French Parliament Adopts Anti-Hijab Bill

The text, put forward by President Jacques Chirac’s ruling centre-right Union for a Popular Majority (UMP) party and supported by the left-wing opposition Socialists, was adopted by a vote of 494 to36 , reported Agence France-Presse (AFP).

The National Assembly held its vote on the government-sponsored bill at 4 : 15pm ( 1515GMT) following three days of debate last week.

The draft law will pass now to the upper house of parliament, the Senate, for another vote and is expected to become law by the start of the next school year in September.

The UMP dominates both houses of parliament, making passage of the bill very easy.

The Socialist opposition wanted the text to be toughened — replacing the word "conspicuous" religious insignia with "visible" — but agreed to vote in favor after the UMP promised a review of the law in a year.

Chirac had come out in favor of the measure, which would make it illegal to wear clothes or insignia that "conspicuously" display religious affiliation in state schools.

According to AFP, the measure has the support of around 70 percent of the French population, and is strongly backed by teachers.
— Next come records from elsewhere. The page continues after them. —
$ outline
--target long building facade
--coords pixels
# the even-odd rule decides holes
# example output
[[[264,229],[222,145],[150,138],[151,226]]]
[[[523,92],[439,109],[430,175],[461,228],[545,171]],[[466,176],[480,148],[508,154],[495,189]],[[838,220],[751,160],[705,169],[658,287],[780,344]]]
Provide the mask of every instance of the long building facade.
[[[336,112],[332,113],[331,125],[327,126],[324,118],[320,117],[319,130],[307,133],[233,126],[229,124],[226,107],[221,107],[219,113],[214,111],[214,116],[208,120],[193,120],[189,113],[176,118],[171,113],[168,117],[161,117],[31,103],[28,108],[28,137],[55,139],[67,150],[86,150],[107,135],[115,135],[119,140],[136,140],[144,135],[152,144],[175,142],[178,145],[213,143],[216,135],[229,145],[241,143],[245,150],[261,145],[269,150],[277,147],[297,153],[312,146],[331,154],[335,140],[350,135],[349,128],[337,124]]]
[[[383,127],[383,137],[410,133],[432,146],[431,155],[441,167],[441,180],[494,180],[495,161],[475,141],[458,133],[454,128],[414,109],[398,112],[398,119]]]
In addition to hijab, the law would apply to skull caps worn by Jewish boys, and "large" Christian crosses.

Amid fears that their turbans would fall under the law, French Sikhs planned mass demonstrations, turbans are an "indispensable religious obligation".

Unworkable

Some French lawmakers have expressed their doubts about the law, calling it unnecessary, unworkable and liable to inflame sentiment among the Muslim community, which already feels victimized by society.

"The Muslim community is going to feel stigmatized. The law will not treat the evil at its source — that is to say the problem of integration. That is the big mistake of a law that has set off this national psychodrama over secularism," said Alain Madelin, who heads the liberal wing of the UMP.
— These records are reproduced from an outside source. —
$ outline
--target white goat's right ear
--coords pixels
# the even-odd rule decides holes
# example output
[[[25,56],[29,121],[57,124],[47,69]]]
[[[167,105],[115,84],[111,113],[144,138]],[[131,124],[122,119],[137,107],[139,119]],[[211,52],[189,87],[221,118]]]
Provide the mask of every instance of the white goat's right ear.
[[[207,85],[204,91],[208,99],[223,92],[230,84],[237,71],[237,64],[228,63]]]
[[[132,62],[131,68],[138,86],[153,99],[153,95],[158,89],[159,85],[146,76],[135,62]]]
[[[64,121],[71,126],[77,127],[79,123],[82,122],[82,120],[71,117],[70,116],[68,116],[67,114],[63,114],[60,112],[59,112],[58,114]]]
Mohammad Al-Bishari, the head of the General Federation of France’s Muslims, told Aljazeera satellite channel that the bill will see the kicking-out of hundreds of hijab-wearing students, who will insist on putting on the hijab.

He also said it will leave Muslim families in France in an unenviable position before their hijab-wearing daughters, given that hijab is an obligation and not a religious symbol as claimed by the bill.

Last month, Saudi Arabia’s highest religious authority, grand mufti Sheikh Abdul Aziz al-Sheikh, said that "interfering in the affairs of Muslims regarding hijab is an infringement on the human rights that they (French) say they are defending".

The government says the bill upholds France’s tradition of secularity — a strict separation of church and state.

But the Muslim community – around six million people – and several international rights groups view the move as a blow to religious freedom.

On Monday, February9 , the International Helsinki Federation for Human Rights, based in Austria, said it was against the French bill because it violated human rights.

"The law would contradict the conventions on human rights and violate the international standards that France has agreed and sometimes contributed to create," the head of the group, Aaron Rhodes, said.

The U.S. Commission on International Religious Freedom, which advises Congress, the White House and State Department, said last week it, too, believed the proposed law could breach international human rights standards.

"These restrictions, if enacted, may violate France’s international commitments… under which each individual is guaranteed the freedom to manifest religion or belief, in public as well as in private," committee chairman Michael Young said in a statement.

London mayor Ken Livingstone had also written to French Prime Minister Jean-Pierre Raffarin urging him to scrap the plan.